I had the pleasure to interview Eduardo Ferro from Madrid-Spain
Eduardo is a software crafter with more than 20 years of experience helping organizations of different sizes to build good quality software products. Eduardo has worked in different startups and these days he is working as Platform Engineering Manager for Clarity AI.
Eduardo started the interview differentiating between a group of people versus a product team that is a cohesive unit aligned to the business’s goals. He also made another important clarification about projects versus products, whereas the second corresponds to something more organic that keeps evolving as the product enters the market, thrives, and eventually is discontinued.
Eduardo mentioned that Agile in general — and Software Craftsmanship in particular — puts more emphasis in product quality and this helps in all stages of product development. Product teams, he said, should have a passion for quality and decision-making power to enable them to deliver the right product, to the right market, and with outstanding quality.
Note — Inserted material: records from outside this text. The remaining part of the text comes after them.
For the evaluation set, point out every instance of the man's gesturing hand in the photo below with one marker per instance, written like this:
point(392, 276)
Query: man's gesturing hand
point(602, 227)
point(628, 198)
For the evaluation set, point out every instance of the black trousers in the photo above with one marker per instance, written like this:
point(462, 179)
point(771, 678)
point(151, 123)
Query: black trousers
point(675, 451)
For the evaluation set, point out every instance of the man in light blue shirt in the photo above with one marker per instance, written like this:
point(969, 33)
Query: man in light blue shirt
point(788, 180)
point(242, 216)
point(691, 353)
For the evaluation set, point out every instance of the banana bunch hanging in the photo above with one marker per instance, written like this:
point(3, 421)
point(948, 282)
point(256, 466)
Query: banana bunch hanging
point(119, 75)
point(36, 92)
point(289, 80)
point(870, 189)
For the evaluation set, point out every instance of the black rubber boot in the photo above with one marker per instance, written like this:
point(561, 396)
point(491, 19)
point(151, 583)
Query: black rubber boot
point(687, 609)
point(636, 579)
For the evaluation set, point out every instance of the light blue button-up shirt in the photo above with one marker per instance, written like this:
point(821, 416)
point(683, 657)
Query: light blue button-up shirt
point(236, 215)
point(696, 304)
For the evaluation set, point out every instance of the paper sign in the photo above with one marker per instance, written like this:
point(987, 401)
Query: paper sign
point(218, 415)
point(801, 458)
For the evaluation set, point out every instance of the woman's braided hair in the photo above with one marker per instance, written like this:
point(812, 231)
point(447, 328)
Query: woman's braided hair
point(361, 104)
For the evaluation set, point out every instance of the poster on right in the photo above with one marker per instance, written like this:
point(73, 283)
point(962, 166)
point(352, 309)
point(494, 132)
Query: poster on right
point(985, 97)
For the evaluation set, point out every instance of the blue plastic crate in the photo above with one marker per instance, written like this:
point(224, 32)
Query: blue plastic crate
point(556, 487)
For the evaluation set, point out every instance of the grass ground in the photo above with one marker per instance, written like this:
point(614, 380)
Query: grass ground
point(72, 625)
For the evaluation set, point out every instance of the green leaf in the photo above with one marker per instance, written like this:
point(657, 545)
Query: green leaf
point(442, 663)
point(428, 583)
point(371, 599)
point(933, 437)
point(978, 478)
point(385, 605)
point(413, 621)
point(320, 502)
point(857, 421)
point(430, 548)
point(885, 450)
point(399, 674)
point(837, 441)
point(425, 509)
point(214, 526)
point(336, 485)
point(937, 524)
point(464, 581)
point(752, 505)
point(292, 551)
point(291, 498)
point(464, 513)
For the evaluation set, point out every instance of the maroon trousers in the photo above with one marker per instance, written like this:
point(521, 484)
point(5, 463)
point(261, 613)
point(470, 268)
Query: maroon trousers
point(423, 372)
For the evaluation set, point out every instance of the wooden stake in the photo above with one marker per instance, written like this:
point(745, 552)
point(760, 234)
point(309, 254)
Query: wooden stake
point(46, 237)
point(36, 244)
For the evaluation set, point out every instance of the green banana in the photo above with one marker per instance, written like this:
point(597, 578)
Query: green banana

Proxy Product Owners, according to Eduardo, should lead the product development effort but everybody in the product team should be really immersed in understanding the problem that the product is trying to solve. When saying everybody, Eduardo is implying that developers should be able to talk to the business by themselves without middlemen or proxies. He pointed out that one of the central topics in eXtreme Programming is solving the unnecessary separation between business and developers. Instead of programmers that just write code, Eduardo is advocating for having developers that understand all aspects of product development.
Speaking of XP practices, Eduardo commented that teams that are doing Scrum but not XP or similar technical practices are doom to fail. These practices should aim to craft good quality code that would allow to continuously deploy software. Eduardo sees DevOps as the the logical complement to XP practices for end-to-end product development.
Eduardo also mentioned that Test Driven Development is a great vehicle for automated unit testing, but is not the only means to reach that end. XP and DevOps should be seen as starting points and teams should keep looking for other practices that enable them to create good automated code that can be sustained over time. For Eduardo, technical excellence is not something optional — instead is a must-have element of software crafters’ professionalism.
A good product team, according to Eduardo, ends up building the right product and builds it right using solid software development practices. In other words, a good product development team knows and uses several practices for understanding a problem/opportunity, discovers a solution, and then implements that solution with good quality.
In closing, Eduardo suggested that organizations that want to start building good product teams start paying attention to metrics such as mean time to production, mean time to failure, and mean time to recovery. Optimizing these metrics could lead an organization to greater levels of Agility. Almost all organizations’ core business is supported by software, and good software and knowing how to craft it is great business differentiators.